As the president spoke to reporters, Wall Street was in a steep decline after a French bank said it was freezing three securities funds that struggled to find liquidity in the U.S. subprime mortgage market, a situation that has stalked the markets for days.
"I am told there is enough liquidity in the system to enable markets to correct," Mr. Bush said.
Asked if he would support a "bail-out" for those losing their homes, the president said: "If you mean direct grants to homeowners, the answer would be no, I don't support that. If you mean making sure that financial institutions like the FHA have got flexibility to help these folks refinance their homes, the answer is yes, I support that."
Mr. Bush said one solution was to promote more "financial literacy" and transparency for financial documents because "a lot of people sign up for something that they don't understand," referring to complaints that many home buyers did not understand risky sub-prime and adjustable-rate mortgages.
On terrorism, Bush said he is confident in the ability of Musharraf to crack down on militants at the Afghan border and cooperate with the U.S.
He said he expected Musharraf to take "swift action if there is actionable intelligence inside his country." Bush refused to address whether the U.S. troops would go into Pakistan without permission from leaders there.
"We spend a lot of time with the leadership in Pakistan talking about what we will do with actionable intelligence," Bush said. "Am I confident they (terrorists) will be brought to justice? My answer is, `Yes I am.' "

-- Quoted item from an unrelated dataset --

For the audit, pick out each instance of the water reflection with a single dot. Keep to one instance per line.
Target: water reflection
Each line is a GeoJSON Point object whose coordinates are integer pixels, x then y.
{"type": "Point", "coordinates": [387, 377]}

The most heated exchange followed a question about Attorney General Alberto Gonzales. Members of Congress from both parties have called Gonzales' credibility and leadership of the Justice Department into question and some Democrats have called for an inquiry into whether Gonzales committed perjury during his Senate testimony last month.
"Why would I hold somebody accountable who's done nothing wrong?" the president said, then turning the issue back on the Democratic-led Congress.
"Matter of fact, I would hope Congress would become more prone to deliver pieces of legislation that matter rather than being the investigative body," he added.